Une paire de semaines… Nous avions fait le marché en compagnie de notre mémère. Traditionnelle escale, le passage chez la Dédée pour acheter le pain. Aussi traditionnelle, la distribution des bonbons. Maintenant, j’avais droit aux carambars. Bien sûr, ma sœur raconta qu’elle avait fait la marchande chez le Totol.

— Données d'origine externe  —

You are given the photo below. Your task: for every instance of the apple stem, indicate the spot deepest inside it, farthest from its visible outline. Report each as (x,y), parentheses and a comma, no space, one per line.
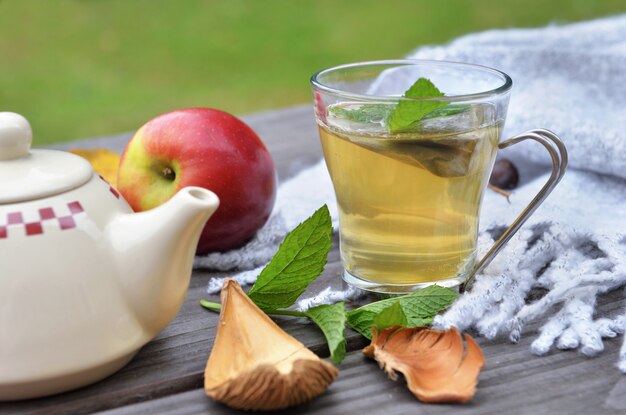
(168,173)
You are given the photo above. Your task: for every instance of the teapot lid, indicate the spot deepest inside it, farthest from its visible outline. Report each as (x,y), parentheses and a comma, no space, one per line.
(27,174)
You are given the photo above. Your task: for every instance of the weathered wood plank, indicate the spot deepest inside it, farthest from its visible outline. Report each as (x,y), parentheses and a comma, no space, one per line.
(513,382)
(174,361)
(166,376)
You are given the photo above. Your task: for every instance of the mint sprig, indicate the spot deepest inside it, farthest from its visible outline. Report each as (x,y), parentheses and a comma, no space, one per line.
(408,112)
(301,258)
(331,319)
(404,115)
(391,316)
(419,308)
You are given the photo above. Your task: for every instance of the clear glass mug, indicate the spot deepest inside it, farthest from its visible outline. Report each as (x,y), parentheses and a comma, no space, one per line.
(409,200)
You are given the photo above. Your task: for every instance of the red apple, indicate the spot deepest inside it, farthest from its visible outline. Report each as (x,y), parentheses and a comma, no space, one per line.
(207,148)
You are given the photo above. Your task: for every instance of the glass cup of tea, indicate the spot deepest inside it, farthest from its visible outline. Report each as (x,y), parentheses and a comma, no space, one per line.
(410,169)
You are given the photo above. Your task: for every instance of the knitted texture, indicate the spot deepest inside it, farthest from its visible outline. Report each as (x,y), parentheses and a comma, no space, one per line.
(569,79)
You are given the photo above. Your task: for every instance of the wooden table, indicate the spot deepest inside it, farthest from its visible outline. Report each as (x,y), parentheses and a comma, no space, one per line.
(166,375)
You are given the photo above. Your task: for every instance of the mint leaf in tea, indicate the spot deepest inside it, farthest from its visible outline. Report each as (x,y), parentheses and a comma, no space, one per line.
(409,198)
(408,112)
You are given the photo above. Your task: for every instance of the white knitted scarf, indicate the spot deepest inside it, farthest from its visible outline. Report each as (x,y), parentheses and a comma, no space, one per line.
(569,79)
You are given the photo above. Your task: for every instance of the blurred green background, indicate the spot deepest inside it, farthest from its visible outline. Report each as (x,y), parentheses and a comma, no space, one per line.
(84,68)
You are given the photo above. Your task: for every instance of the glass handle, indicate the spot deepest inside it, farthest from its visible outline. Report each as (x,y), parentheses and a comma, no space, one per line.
(558,153)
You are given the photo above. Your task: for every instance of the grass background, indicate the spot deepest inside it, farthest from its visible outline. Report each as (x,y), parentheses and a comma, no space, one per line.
(84,68)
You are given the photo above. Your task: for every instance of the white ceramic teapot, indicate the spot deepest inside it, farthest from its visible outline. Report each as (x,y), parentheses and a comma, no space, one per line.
(84,281)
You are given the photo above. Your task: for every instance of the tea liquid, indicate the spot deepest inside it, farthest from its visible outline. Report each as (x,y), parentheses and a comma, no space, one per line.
(409,203)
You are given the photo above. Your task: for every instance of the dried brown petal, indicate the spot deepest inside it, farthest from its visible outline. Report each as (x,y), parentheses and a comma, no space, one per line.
(255,365)
(433,362)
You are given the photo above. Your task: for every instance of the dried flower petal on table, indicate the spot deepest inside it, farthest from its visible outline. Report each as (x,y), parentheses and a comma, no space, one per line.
(434,362)
(255,365)
(105,162)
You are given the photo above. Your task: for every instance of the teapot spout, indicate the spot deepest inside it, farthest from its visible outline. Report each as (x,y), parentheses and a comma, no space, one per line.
(155,251)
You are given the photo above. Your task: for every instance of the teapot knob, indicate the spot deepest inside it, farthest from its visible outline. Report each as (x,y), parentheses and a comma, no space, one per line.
(16,136)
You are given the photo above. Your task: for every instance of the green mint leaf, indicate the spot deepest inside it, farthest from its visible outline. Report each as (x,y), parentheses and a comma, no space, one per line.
(366,113)
(408,112)
(331,319)
(419,308)
(300,259)
(391,316)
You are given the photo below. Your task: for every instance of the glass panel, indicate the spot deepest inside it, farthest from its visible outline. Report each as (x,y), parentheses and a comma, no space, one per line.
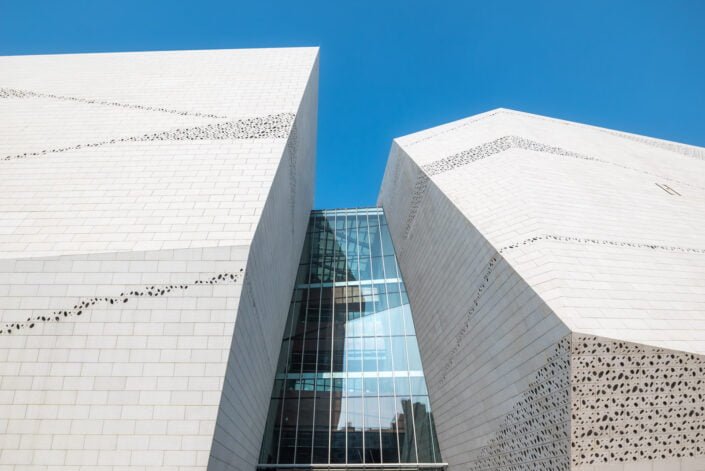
(349,385)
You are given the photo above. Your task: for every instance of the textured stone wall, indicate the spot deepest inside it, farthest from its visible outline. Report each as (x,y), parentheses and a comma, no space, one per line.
(151,218)
(634,404)
(514,231)
(263,309)
(487,341)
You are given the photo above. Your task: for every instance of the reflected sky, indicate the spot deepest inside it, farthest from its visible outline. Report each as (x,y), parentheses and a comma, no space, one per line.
(349,386)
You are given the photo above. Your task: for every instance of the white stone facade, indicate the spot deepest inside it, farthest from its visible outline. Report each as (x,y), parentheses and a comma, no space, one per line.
(557,277)
(152,213)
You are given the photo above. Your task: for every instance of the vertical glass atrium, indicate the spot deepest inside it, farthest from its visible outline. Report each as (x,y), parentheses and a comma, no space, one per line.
(349,390)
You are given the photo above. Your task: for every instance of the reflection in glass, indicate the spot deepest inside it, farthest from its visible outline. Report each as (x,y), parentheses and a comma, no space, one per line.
(349,387)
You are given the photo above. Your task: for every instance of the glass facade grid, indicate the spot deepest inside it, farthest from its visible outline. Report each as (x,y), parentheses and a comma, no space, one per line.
(349,389)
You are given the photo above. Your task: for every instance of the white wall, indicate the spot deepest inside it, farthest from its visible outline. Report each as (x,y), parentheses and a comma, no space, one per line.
(514,230)
(196,188)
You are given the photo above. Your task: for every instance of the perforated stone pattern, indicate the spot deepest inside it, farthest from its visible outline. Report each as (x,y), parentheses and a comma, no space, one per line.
(632,402)
(275,126)
(535,434)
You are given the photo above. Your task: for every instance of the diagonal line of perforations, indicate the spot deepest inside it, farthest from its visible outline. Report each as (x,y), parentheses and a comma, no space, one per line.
(274,126)
(84,305)
(15,93)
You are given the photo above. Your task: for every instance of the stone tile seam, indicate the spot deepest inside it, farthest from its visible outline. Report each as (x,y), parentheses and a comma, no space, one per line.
(683,149)
(460,336)
(490,149)
(504,143)
(18,93)
(272,126)
(124,297)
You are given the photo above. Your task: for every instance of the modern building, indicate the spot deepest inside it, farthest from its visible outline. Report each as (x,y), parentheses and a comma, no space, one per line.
(529,293)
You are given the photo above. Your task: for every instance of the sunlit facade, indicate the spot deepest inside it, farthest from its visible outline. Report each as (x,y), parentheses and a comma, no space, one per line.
(349,388)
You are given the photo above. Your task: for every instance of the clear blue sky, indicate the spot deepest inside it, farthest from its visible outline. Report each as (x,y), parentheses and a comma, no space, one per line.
(389,68)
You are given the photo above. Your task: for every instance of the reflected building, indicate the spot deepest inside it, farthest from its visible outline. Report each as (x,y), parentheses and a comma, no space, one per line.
(349,388)
(170,302)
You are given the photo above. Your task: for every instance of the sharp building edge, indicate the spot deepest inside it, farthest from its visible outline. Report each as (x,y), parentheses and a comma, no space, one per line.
(146,258)
(529,293)
(555,272)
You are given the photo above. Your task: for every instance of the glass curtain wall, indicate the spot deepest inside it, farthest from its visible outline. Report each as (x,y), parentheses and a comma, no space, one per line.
(349,388)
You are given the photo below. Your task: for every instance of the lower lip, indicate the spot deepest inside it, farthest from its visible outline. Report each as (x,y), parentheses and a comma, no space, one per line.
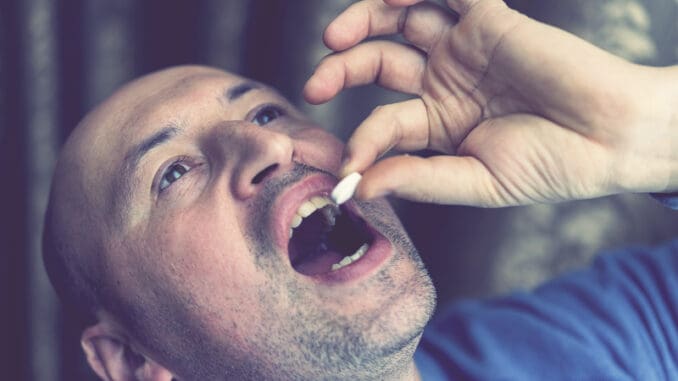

- B’jour Berthe, b’jour Oda.
Le Coco remontait de son fournil. Ma sœur laissa le crachoir aux grandes personnes. De quoi parlaient-elles ? Je n’en sais trop rien, nous (ma sœur et moi) étions affairés à déguster nos bonbons. Ah si, elles parlaient de toutes ces supérettes qui s’étaient ouvertes depuis l’après-guerre. Entra un jeune homme : « Messieurs-dames ». Ce fut à peine si on lui répondit. Et vas-y que je jacasse.
- T’sais Berthe, dans un sens, on est bien content d’prendre notre retraite.
- Dans quatre ou cinq ans (compléta le Coco).
Le jeune homme, plutôt bien propre avec son costume-cravate sombre, un chapeau sur la tête, patientait en chantonnant. Sa mélodie était à peine audible surtout pour notre maman et ses interlocuteurs tellement ils étaient pris par leur discussion.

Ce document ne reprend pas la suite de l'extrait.